Statistics about TV habits in America

Whether you love it, hate it or are indifferent to it, television is a fixture in most American homes today. Ninety-eight percent of households in the United States have at least one television set and 34 percent have two.

Forty-nine percent of Americans say they watch too much television.

Television isn't just about the number of television sets people own though. It is also about its practical effects on viewers and the content it presents.

Below are some statistics to consider about television. All of them were taken from the TV Turnoff Network.

The time cost of television watching 

  • According to the A.C. Nielsen Co. the average American watches 3 hours and 46 minutes of TV each day (that's more than 52 days of nonstop TV-watching per year). 
  • By the age of 65 the average American will have spent nearly nine years glued to the tube.  
  • Parents spend 38.5 minutes per week in meaningful conversation with their children is 38.5.

The effect of television on daily life 

  • The number of videos rented daily in the United States is six million while the number of public library items checked out daily is three million.
  • Forty percent of Americans always or often watch television while eating dinner.

How much violence is there, really, on television?

  • The average American child sees 200,000 violent acts on television by the time he or she reaches the age of 18.
  • Eighty percent of Hollywood executives believe there is a link between TV violence and real-life violence.

Television: It's not just about shows 

  • An average child sees 30,000 TV commercials in a year.
  • By the time s/he reaches the age of 65, the average American will have seen two million TV commercials

Television: The Knowledge Builder? 

  • While 59 percent of Americans can name The Three Stooges, only 17 percent can name three Supreme Court Justices.


your statistics will really make me think twice before watching any tv programms.



It helped me understand more.



It helped me understand more



The column itself is well written and unbiased, but the sources provided are obviously from a biased source. Try to incorporate findings from a less biased source, that way the reader doesn't just get the one extreme or the other.

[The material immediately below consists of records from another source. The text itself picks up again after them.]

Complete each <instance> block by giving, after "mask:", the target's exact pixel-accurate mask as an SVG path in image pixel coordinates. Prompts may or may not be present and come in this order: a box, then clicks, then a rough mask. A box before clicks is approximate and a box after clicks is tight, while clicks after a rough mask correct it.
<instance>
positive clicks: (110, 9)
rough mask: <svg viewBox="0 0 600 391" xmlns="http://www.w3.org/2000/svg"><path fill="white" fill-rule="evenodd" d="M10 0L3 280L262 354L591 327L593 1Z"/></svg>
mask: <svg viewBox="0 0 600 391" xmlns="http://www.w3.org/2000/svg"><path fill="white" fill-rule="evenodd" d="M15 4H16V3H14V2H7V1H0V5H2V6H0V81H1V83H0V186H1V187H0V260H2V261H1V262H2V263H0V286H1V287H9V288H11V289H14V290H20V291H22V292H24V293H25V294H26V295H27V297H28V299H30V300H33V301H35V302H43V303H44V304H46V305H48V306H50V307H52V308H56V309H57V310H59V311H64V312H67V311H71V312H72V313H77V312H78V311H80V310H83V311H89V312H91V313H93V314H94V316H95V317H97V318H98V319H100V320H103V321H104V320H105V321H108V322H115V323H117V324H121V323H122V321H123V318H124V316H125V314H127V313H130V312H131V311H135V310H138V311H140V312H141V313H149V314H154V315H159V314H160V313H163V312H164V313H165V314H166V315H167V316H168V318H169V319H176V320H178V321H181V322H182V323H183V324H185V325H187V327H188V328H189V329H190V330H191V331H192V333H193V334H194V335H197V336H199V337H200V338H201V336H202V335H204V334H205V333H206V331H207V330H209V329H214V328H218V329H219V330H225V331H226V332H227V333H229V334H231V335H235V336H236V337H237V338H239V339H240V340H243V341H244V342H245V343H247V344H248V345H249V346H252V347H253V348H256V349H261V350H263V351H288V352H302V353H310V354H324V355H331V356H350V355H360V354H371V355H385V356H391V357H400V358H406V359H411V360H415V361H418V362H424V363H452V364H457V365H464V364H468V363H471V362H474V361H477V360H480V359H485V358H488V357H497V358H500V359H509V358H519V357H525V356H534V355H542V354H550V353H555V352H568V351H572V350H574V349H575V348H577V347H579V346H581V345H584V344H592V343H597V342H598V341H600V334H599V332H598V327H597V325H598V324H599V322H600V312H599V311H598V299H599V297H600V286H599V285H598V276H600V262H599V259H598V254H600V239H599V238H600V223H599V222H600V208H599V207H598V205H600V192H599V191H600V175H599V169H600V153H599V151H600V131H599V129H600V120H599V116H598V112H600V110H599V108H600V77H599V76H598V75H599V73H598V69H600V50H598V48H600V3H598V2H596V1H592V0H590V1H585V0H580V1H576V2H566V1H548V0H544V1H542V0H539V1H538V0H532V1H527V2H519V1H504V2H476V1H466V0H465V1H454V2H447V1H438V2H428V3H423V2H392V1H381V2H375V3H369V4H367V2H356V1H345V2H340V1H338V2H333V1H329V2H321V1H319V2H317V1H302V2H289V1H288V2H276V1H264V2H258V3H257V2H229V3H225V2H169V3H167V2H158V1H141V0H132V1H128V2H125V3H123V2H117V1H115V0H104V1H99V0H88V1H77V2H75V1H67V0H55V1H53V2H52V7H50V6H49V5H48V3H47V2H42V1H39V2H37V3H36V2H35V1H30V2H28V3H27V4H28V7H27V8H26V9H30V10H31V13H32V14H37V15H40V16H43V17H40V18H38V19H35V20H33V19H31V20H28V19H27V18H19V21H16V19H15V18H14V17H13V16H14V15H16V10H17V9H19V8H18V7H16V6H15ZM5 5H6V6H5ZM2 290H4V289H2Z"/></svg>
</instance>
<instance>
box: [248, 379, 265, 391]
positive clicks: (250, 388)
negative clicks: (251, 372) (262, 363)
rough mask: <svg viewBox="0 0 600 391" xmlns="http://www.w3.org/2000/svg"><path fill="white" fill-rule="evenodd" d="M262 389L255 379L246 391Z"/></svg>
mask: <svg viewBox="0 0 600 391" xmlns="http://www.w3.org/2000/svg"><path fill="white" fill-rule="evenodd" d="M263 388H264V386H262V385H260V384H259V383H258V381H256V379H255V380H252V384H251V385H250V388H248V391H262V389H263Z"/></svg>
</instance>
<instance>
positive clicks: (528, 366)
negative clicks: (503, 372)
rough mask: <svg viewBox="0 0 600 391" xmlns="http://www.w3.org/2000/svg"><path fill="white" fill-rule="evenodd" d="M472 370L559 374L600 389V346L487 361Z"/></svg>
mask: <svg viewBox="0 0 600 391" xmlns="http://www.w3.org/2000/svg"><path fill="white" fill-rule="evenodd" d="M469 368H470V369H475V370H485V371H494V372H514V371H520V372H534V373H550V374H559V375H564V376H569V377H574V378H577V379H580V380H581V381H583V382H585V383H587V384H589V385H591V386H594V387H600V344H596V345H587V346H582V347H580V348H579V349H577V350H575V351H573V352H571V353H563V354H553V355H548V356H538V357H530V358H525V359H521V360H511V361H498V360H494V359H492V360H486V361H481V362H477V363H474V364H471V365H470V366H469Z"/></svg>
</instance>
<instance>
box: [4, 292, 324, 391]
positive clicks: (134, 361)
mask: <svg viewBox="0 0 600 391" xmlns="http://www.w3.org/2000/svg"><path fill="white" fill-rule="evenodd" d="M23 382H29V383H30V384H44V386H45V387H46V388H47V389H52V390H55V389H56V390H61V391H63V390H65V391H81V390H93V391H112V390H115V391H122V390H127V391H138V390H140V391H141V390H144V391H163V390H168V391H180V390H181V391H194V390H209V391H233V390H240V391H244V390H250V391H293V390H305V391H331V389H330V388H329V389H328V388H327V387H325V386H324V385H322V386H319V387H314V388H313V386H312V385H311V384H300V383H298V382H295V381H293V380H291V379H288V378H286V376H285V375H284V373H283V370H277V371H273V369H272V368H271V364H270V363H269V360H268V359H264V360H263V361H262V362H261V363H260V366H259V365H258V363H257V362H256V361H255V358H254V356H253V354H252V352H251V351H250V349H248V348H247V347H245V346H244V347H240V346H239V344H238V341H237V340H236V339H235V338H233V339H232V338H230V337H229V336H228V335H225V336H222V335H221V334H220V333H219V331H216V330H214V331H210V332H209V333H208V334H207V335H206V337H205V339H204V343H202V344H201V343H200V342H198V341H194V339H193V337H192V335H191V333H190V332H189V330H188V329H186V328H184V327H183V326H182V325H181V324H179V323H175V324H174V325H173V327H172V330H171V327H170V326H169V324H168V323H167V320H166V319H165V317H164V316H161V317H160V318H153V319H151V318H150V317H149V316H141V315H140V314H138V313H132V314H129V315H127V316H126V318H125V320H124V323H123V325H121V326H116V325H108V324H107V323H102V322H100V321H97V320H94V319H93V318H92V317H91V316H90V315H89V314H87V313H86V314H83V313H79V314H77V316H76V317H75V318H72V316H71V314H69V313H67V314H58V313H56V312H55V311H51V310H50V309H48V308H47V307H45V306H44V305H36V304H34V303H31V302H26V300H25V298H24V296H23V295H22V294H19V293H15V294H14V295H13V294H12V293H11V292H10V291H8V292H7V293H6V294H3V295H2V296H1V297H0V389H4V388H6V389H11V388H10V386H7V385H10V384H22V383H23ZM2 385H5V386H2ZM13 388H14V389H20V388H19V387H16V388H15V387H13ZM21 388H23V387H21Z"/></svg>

This article was quite biased. For instance did you happen to mention anything on educational TV shows. School House Rocks! Anywhoo, The Supreme court justices change over the years and they have several long names that are often hard to spell, and even harder to remember. Larry, Curly, and Moe are short names that were designed to be "catchy". Now I'm not saying that your article isn't accurate, I'm saying its biased. Even though it is quite "factual" it doesn't show the full picture. If I wanted to I could spend the day coming up with true statisics contrary to your information. Try to be more objectionable when you write your next article.



I feel television has an adverse effect on my relationship with my husband. We never talk any more -- he just sits and stares at the set everynight then drags himself off to bed. We have lost an important connection to each other because of that stupid television set. I wish it would go out. I wouldn't replace it. . . .



Your article is very good, and it's good that you are promoting a message against TV. I'm 15, and my friends all think that I'm not normal because I don't waste my time watching TV. It's comforting to see a message against TV instead of a message advertising it.